The two CIs, Professors Penny Edmonds and Deirdre Coleman, presented papers at the Australian Women’s History Network Conference at the University of Melbourne. The conference, entitled ‘Nurturing Feminist Histories in Precarious Times: Founding Stories, Forging Communities, Feminist Futures,’ included a celebration of the 40th Anniversary of Lilith, A Feminist History Journal.

This meeting provided an excellent opportunity for Penny to introduce our new grant, reminding listeners of Tracey Banivanua Mar’s comment that few historians of the labour trade ‘have considered the experiences and treatment of [Pacific] women, or explored the gendered nature of their work. Theirs is a story that can be painstaking to access in the archives, for if Islanders were a subaltern group written out of colonial memory, Islander women were doubly so’ (Violence and Colonial Dialogue, 2007). Penny went on to discuss our methodologies for finding those women’s voices through testimony, material culture, and art, and through drawing together new Pacific archives in German and English. She concluded by outlining the grant’s various forms of creative practice as research, all of which reflect on and redress the harm of the 19th-century Pacific labour trade.
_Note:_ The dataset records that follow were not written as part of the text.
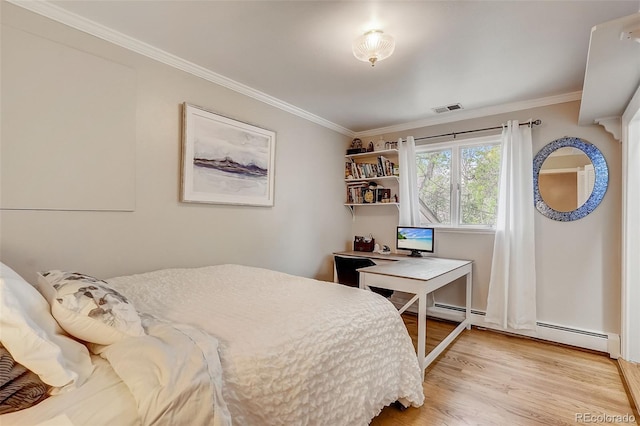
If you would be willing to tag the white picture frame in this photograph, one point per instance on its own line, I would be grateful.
(225, 161)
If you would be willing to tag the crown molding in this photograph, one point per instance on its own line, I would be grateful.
(48, 10)
(474, 113)
(56, 13)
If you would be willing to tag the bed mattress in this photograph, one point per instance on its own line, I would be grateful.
(293, 350)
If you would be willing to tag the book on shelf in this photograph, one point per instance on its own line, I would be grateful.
(382, 168)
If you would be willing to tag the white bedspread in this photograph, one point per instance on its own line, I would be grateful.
(102, 400)
(173, 372)
(294, 351)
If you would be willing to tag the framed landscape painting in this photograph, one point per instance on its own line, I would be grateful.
(225, 161)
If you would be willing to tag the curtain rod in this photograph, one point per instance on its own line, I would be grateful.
(530, 123)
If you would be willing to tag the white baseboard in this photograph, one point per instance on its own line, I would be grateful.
(601, 342)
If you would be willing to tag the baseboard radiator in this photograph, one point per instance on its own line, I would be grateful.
(601, 342)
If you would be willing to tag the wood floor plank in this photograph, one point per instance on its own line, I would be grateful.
(489, 378)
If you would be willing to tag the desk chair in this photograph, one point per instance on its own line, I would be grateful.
(346, 269)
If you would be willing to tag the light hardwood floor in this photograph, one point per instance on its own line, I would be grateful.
(489, 378)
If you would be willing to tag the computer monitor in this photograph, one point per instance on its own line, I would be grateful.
(415, 238)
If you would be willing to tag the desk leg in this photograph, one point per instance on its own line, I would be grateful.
(468, 313)
(422, 331)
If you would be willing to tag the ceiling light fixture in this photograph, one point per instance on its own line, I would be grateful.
(373, 46)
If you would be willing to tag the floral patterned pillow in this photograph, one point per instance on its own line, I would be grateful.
(88, 309)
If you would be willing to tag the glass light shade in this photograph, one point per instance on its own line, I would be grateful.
(373, 46)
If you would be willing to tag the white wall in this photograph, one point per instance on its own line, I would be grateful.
(578, 263)
(307, 222)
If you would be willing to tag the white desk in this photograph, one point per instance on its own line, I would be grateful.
(421, 276)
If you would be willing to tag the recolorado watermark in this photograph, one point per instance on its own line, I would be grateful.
(604, 418)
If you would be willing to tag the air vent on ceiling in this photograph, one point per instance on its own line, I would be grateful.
(447, 108)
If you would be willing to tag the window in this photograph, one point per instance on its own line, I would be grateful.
(458, 182)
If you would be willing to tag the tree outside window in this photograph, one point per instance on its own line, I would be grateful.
(458, 182)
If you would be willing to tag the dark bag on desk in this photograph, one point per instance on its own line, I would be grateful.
(363, 243)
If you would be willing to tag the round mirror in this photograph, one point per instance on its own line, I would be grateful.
(570, 179)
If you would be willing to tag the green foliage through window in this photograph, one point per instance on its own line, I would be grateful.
(458, 182)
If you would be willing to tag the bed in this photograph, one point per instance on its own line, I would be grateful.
(231, 344)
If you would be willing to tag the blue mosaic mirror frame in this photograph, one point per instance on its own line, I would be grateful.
(599, 188)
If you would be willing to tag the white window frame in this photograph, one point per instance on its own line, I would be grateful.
(456, 146)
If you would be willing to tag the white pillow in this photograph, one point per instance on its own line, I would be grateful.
(34, 338)
(88, 309)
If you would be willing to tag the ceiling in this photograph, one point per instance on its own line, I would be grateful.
(297, 54)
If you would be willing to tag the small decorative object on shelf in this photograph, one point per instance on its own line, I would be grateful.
(379, 145)
(364, 243)
(371, 178)
(356, 147)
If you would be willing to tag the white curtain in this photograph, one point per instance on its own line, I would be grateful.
(511, 302)
(409, 210)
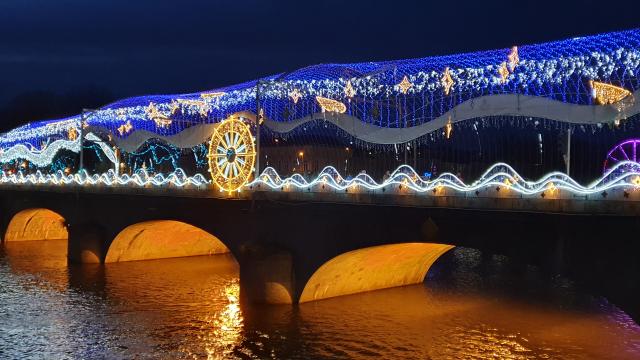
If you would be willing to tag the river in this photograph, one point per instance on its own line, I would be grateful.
(471, 305)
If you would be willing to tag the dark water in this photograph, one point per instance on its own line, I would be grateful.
(469, 307)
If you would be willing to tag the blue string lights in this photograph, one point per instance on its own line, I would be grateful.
(387, 94)
(387, 104)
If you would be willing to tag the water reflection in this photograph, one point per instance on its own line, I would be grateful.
(472, 306)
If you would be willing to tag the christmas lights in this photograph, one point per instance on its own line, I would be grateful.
(606, 94)
(503, 72)
(295, 95)
(231, 155)
(551, 75)
(348, 90)
(514, 59)
(498, 175)
(331, 105)
(405, 85)
(447, 81)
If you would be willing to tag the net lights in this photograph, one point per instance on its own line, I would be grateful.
(331, 105)
(555, 70)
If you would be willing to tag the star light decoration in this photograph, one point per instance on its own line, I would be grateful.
(72, 133)
(295, 95)
(448, 128)
(503, 71)
(513, 59)
(203, 107)
(212, 95)
(607, 94)
(331, 105)
(446, 81)
(121, 114)
(158, 117)
(125, 128)
(405, 85)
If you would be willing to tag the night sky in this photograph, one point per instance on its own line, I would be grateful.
(67, 54)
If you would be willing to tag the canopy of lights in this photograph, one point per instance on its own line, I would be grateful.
(584, 81)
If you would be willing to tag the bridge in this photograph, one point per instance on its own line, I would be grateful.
(342, 178)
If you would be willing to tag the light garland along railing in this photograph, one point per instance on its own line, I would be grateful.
(625, 175)
(404, 180)
(141, 178)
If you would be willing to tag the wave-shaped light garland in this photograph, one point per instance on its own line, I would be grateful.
(625, 175)
(500, 175)
(140, 178)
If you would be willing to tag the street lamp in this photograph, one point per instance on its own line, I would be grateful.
(83, 116)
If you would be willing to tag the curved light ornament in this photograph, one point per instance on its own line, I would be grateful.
(627, 152)
(231, 155)
(606, 94)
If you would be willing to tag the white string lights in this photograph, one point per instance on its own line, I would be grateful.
(499, 175)
(404, 178)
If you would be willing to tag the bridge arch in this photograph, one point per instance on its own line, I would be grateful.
(161, 239)
(372, 268)
(36, 224)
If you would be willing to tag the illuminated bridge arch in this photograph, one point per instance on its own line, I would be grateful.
(36, 224)
(160, 239)
(372, 268)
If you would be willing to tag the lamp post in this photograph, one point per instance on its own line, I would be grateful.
(258, 119)
(83, 117)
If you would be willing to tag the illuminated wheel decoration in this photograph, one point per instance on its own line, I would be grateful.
(628, 150)
(231, 155)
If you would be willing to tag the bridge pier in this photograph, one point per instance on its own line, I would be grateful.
(267, 275)
(86, 243)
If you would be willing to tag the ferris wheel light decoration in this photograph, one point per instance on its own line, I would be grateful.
(231, 155)
(628, 150)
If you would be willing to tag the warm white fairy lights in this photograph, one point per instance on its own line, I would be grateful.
(606, 94)
(404, 180)
(499, 175)
(331, 105)
(141, 178)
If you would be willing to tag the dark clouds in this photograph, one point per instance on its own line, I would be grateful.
(158, 46)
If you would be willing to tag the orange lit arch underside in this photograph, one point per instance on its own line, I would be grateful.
(36, 224)
(372, 268)
(162, 239)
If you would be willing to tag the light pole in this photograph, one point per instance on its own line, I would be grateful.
(258, 119)
(81, 140)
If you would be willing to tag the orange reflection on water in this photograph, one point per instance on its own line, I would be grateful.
(222, 332)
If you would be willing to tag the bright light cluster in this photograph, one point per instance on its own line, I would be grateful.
(500, 176)
(140, 178)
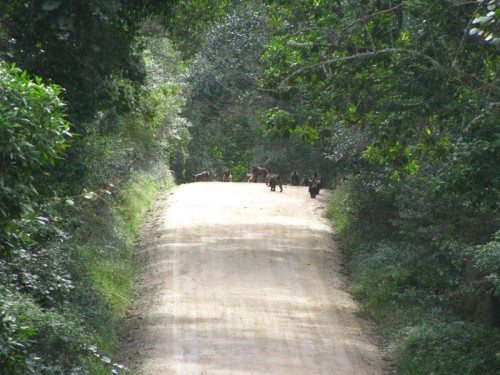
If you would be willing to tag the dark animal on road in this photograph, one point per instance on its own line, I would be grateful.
(295, 179)
(306, 181)
(273, 180)
(202, 176)
(313, 189)
(317, 181)
(226, 174)
(259, 171)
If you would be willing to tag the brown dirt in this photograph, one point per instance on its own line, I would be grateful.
(241, 280)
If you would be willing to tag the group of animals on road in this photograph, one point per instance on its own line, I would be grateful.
(271, 179)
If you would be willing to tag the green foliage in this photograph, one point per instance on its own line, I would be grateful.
(455, 347)
(487, 261)
(33, 135)
(486, 21)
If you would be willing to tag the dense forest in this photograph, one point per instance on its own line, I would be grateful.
(395, 103)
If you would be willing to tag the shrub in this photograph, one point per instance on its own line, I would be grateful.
(449, 348)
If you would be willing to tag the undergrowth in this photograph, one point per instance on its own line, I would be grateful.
(61, 301)
(416, 296)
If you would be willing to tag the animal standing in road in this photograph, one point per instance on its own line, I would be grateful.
(313, 190)
(273, 180)
(202, 176)
(226, 175)
(295, 179)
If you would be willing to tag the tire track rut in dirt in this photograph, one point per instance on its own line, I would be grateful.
(241, 280)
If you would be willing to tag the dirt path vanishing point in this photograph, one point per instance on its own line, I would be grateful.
(241, 280)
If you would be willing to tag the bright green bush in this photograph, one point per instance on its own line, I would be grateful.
(449, 348)
(33, 135)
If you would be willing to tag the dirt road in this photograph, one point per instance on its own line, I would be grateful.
(241, 280)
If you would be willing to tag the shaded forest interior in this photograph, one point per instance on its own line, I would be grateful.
(396, 104)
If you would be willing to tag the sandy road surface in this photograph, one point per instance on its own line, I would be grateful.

Deirdre followed Penny by outlining some of the projects she has planned for the new funding, including a study of the patriarchal ‘clan’ structure built by Robert Louis Stevenson on Vailima, his Samoan plantation. In addition to detailing the lives and labour of those living within and outside the plantation house, she is documenting the story of Lauli’i, a young Samoan woman who became an intimate member of the Stevenson household. In 1889 Lauli’i travelled with her Canadian husband to San Francisco where she published The Story of Laulii, Daughter of Samoa, a manners and customs account of the island. The Stevensons, who were critical of the book, attributed the swallowing up of Lauli’i’s “voice” to a “very stupid” American editor and a husband determined to curtail her “expressions.” Literary and syntactical analysis will be used to examine these criticisms.